Eventually some of his former clients pointed out what was missing from the Arizona car auction scene.

“They’d say, ‘We miss the way the auction was in the old days, when it was a lot more focused on the cars and the camaraderie.’ And I thought, ‘Yeah, I miss that, too,’” Alcazar says. “So we decided to try to bring that back.”

Drew and Josephine, together with three employees, held their first auction on a dirt patch at the side of the Scottsdale Airport, in the very same spot where Bennett Dorrance’s private Hangar One club now stands.

“It rained so much the week before,” Alcazar recalls. “It was just a mud bog out there. I think we consigned about 75 cars and probably sold less than 10.”

Nevertheless, the couple kept trying, initiating another auction in Monterey that year.

Eventually, Russo and Steele grew into its own successful event, grossing more than $20 million in sales last year and pumping $51 million into the Airpark-area economy, according to Alcazar. A key component, he says, has been the event’s auction-in-the-round design.

“We started doing elevated seating, which today has grown into this boxing ring, Colosseum-style gladiator thing, with the skyboxes looking down on the auction block. Sort of a Mad Max Beyond Thunderdome kind of environment.

But to me, that very visceral, emotional connection with the cars is what it’s about. I mean, if I’ve been looking for a GT350 Shelby my whole life and finally found the right one and am buying it, I want to get excited about it. I want to jump up and down and scream and yell and be with my buddies. That, to me, is the fulfilling aspect of it. Cars are just hunks of metal held up by four pieces of rubber. It’s the people attached to the cars that make it fun. And if you’re not having fun when you’re buying these cars, then why are you doing it?”

Although Alcazar at times can sound critical of the other Scottsdale auctions, he says they all benefit from each other’s success.

“I always say Barrett-Jackson is our best friend,” he says. “You look at all the media and market focus that they have, the TV show, they spend a ton of money doing a great event and they do a great job of introducing people to the classic-car thing. I’ve always contended that all of that creates a synergy we each benefit from. We’re all stronger together than we are apart. Look at the success that’s become Arizona Car Week now: RM, Gooding and Company, Bonhams, us, Barrett. Last year, we did just shy of $246 million in gross sales together. That’s a quarter of a billion dollars in transactions that occurred over the course of less than a week in Scottsdale. Nobody does that single-handedly.

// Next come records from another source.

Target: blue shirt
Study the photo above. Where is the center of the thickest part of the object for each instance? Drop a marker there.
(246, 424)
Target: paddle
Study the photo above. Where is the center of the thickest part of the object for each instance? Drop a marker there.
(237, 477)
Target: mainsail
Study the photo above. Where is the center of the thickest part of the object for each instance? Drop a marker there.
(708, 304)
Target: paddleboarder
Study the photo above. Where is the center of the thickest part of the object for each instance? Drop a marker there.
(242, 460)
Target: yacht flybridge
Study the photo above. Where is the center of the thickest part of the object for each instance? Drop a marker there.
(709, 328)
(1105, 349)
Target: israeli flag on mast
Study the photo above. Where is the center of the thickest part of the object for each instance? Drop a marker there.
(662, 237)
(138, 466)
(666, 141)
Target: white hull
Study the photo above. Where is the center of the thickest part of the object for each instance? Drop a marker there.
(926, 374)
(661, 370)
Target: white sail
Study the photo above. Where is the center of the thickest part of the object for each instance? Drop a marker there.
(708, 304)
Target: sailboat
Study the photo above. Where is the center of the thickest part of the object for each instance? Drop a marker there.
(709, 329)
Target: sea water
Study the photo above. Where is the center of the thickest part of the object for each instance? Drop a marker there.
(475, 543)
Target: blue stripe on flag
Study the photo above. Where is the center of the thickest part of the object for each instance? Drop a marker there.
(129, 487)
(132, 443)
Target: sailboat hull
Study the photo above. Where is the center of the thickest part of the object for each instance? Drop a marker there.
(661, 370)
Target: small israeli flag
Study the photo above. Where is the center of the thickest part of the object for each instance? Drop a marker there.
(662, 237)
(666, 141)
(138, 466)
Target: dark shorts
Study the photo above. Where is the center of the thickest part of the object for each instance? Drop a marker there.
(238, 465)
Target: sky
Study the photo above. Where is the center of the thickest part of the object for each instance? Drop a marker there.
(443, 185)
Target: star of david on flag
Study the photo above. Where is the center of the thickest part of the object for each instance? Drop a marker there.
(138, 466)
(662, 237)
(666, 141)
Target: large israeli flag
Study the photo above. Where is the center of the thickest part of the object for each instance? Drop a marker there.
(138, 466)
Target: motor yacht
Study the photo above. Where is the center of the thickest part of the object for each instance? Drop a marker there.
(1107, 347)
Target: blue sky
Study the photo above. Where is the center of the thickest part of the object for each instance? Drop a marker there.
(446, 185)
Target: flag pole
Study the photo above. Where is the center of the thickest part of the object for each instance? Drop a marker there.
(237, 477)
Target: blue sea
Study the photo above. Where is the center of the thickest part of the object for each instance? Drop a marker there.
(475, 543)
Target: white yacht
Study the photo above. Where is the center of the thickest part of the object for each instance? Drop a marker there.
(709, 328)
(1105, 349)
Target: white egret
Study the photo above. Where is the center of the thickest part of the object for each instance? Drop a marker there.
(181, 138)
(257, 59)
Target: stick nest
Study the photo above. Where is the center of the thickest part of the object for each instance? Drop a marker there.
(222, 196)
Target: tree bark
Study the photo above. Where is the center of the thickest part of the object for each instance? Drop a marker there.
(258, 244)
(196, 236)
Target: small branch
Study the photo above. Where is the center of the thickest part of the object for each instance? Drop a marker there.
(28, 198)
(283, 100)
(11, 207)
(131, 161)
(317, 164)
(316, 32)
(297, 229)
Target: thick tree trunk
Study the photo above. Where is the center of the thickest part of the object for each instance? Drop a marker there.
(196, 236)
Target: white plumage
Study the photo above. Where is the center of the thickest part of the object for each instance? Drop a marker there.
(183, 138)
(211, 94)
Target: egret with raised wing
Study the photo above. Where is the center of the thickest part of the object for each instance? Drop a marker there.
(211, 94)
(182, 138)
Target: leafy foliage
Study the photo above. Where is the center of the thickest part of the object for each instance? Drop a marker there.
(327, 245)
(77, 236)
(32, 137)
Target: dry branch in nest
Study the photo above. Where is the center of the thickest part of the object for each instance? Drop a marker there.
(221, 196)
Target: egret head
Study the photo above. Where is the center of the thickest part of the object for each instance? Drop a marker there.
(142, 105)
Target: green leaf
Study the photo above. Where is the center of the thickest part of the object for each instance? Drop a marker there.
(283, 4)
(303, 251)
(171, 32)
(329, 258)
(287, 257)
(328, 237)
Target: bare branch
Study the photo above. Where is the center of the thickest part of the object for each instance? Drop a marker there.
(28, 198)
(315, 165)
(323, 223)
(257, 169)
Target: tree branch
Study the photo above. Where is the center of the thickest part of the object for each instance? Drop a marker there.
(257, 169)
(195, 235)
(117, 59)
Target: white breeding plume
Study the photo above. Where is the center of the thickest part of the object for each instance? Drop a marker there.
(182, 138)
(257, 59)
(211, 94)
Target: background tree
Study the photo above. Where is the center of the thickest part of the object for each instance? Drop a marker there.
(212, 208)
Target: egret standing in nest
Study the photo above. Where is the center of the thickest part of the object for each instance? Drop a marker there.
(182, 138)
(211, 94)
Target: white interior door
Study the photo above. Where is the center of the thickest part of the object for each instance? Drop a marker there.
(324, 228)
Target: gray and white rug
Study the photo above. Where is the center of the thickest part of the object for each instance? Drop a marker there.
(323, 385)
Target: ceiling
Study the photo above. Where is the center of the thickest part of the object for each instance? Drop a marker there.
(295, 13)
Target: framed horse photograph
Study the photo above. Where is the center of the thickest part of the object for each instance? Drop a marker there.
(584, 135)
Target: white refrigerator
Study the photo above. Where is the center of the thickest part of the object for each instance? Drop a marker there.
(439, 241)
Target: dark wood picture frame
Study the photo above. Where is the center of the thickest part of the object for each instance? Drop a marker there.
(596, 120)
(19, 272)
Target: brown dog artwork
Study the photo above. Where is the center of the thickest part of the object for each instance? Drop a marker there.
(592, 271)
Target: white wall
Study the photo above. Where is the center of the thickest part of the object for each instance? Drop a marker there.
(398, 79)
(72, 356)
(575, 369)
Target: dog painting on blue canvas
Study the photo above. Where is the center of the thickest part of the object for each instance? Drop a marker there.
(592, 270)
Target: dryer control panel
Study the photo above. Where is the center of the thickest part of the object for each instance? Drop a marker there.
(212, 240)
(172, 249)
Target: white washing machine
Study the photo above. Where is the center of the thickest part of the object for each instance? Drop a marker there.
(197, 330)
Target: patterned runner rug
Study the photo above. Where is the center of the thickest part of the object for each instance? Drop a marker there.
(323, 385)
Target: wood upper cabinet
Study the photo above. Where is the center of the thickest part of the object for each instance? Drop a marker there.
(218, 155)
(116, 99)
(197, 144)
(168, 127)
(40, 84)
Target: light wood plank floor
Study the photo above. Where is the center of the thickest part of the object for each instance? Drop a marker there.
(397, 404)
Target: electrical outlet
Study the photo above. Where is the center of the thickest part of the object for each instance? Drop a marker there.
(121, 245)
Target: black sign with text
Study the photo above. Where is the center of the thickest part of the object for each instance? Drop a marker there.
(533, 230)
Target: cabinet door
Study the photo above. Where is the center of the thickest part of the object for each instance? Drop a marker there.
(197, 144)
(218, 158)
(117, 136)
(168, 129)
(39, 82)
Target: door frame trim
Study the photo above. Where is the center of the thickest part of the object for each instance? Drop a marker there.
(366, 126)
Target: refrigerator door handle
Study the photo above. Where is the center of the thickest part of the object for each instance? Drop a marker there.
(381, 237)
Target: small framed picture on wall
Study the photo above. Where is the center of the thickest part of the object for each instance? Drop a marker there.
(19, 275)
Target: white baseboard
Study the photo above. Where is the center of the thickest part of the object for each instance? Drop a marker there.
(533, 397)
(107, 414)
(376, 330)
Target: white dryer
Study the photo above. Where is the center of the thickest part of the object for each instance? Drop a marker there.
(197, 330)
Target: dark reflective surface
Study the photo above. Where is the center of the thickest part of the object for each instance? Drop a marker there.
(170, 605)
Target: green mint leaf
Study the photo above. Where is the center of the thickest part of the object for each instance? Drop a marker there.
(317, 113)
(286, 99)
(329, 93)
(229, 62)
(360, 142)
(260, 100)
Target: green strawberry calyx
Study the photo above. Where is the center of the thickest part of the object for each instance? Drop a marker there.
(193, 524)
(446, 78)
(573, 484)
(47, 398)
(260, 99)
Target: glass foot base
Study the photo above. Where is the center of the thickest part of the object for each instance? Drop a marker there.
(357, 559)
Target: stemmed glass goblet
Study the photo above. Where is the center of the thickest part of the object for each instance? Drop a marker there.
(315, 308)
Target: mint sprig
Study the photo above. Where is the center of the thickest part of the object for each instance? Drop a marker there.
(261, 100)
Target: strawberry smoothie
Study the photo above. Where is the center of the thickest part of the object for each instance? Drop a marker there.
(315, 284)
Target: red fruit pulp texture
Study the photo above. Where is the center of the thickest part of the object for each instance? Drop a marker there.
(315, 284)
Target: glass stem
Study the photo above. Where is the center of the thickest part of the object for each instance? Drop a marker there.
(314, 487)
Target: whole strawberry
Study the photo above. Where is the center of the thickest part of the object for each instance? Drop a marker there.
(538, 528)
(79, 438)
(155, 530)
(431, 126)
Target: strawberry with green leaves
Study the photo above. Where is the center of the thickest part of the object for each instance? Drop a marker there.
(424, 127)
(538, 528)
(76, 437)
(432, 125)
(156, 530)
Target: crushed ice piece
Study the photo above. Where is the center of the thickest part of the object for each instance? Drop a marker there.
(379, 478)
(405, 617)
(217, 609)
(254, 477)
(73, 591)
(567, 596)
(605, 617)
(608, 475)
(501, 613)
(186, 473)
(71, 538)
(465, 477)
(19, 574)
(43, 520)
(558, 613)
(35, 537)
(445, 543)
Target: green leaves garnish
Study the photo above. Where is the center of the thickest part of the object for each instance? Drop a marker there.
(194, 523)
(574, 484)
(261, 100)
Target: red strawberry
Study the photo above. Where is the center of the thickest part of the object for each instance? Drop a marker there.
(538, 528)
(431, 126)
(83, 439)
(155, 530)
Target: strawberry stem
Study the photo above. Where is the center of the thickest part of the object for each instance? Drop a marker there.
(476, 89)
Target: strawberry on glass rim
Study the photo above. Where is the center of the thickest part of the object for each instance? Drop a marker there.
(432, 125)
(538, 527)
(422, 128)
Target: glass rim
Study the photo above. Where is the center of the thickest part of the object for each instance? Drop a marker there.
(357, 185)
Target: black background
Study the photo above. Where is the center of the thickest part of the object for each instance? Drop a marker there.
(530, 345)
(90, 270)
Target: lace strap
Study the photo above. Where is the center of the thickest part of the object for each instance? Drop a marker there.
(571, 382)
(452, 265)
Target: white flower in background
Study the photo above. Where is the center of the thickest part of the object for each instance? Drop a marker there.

“And the true winners, really, are the enthusiasts,” he says. “It’s like a smorgasbord, like going to the buffet. Different flavors everywhere. I tell people, ‘Go to Barrett. And after you have your fill of that, come here.’

“It’s like apples and oranges,” he adds, when asked to compare. “But nobody says you can’t have both.”

Russo and Steele Collector Automobile Auction
7555 N. Pima Road, Scottsdale
Wednesday, Jan. 18: Auction preview 9 a.m.-5 p.m. General admission $30.
Thursday, Jan. 19-Sunday, Jan. 22: Gates open at 9 a.m. Auction begins at noon Thursday-Saturday. General admission $30. Auction begins at 11 a.m. Sunday. General admission $20.